Perplejidad

Hacer filosofía requiere ser lo bastante ingenuo – o valiente- para reconocer que no vemos las cosas claras. Para aceptar sin reservas ni coartadas el desconcierto, la desazón y el vértigo que nos produce lo que no entendemos. A menudo se cita como frase inaugural de la filosofía la sentencia socrática ‘sólo sé que no sé nada’.
La filosofía, en efecto, ni sabe mucho no aporta casi nada. No proporciona ni la seguridad que ofrece la ciencia, ni el placer que produce el arte ni el consuelo que puede darnos la religión.
En vez de buscar una explicación, una fórmula, un concepto o un exorcismo que suavice nuestro horror al vacío intelectual y nuestro terror a lo desconocido, la actitud filosófica es aquella que osa demorarse y hurgar en la perplejidad misma. Más que osar saber, osar ignorar.
Una osadía que tienen naturalmente los niños, y que sólo con los años vamos perdiendo. Como se sabe los niños hacen siempre más preguntas de la cuenta.

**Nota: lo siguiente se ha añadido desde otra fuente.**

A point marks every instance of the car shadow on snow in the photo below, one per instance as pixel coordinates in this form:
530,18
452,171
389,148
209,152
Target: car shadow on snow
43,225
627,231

-¿Y por qué trabajas todo el día, papá?
-Para que tú puedas ir a la escuela
-¿Y para qué he de ir a la escuela?
-Para estudiar y aprender muchas cosas.
-¿Y para qué he de estudiar y aprender muchas cosas?

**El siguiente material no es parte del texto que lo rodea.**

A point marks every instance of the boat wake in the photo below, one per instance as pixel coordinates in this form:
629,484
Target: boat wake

-Para que, cuando seas mayor, puedas ganarte la vida.
-¿Y para qué he de ganarme la vida?
-Para casarte, tener hijos…
-¿Y que los hijos vayan a la escuela? Así, yo voy a la escuela para que mis hijos vayan a la escuela para que…

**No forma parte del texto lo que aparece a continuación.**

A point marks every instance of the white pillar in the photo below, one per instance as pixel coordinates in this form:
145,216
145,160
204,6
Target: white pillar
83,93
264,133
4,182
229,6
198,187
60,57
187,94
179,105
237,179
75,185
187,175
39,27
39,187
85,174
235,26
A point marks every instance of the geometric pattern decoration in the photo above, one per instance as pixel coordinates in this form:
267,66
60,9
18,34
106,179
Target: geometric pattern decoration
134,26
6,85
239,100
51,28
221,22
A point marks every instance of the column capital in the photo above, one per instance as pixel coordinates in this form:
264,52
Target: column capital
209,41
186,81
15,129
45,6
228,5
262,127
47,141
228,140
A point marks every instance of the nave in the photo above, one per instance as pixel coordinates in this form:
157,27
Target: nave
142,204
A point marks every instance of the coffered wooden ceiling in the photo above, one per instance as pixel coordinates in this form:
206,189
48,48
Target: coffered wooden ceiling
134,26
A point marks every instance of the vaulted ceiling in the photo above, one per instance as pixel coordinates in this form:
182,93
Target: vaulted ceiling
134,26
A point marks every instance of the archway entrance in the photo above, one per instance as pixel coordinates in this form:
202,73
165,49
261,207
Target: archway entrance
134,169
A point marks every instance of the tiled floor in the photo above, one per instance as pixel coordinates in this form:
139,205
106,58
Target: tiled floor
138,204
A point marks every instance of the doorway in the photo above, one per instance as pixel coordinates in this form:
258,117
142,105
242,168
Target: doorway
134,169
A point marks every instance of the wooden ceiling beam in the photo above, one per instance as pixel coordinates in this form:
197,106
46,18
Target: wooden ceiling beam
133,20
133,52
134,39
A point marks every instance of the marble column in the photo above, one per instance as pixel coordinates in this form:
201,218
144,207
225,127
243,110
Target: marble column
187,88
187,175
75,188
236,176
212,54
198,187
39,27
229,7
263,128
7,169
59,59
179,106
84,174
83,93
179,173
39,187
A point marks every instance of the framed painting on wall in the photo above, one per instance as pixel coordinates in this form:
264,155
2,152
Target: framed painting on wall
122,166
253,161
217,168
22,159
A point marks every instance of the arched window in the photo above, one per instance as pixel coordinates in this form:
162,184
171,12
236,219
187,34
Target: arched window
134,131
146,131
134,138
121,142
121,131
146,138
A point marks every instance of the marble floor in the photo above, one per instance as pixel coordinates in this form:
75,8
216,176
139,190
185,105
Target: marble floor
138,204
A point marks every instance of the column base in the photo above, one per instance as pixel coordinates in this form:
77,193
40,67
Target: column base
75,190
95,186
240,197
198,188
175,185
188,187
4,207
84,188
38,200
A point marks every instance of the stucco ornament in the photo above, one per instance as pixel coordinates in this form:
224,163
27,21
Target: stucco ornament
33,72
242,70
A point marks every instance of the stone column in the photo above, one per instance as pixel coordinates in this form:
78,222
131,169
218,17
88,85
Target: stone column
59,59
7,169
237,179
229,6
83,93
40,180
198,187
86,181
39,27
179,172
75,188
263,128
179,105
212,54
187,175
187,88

Éste es el momento en el que los mayores no sabemos ya qué contestar y apelamos a la autoridad:
-Mira, calla y deja de hacer preguntas tontas.

Pero son precisamente esas preguntas tontas las que no deja de hacerse el filósofo toda su vida. Y en este sentido tendría razón quien dijera que son filósofos las personas que no han sabido asumir ni superar la crisis de la infancia. Pues hay una cosa que los niños intuyen y los filósofos saben: que toda pregunta llevada un poco más allá de la cuenta no tiene respuesta sino que nos conduce directamente a una nueva pregunta o a una paradoja.
(…) Es nuestra propia tentación de ver claro lo que nos lleva a situar los problemas, a definir los acontecimientos y a poner las preguntas allí donde quisiéramos que estuvieran, para no tenernos, de veras, que cuestionar. Recortamos así el mundo a la medida de nuestras necesidades, es decir a la medida de nuestros compartimientos mentales o culturales que ya tenemos preparados para entenderlo. Pero lo que la perplejidad filosófica puede enseñarnos es que a menudo el problema está donde no se deja captar.
(…) También es así cómo cualquier pensamiento se vuelve filosofía. Frente a la obsesión de verlo todo claro, la filosofía comienza a encontrar problemático lo que para los otros, para todo el mundo, para casi todo el mundo, es evidente, claro y transparente.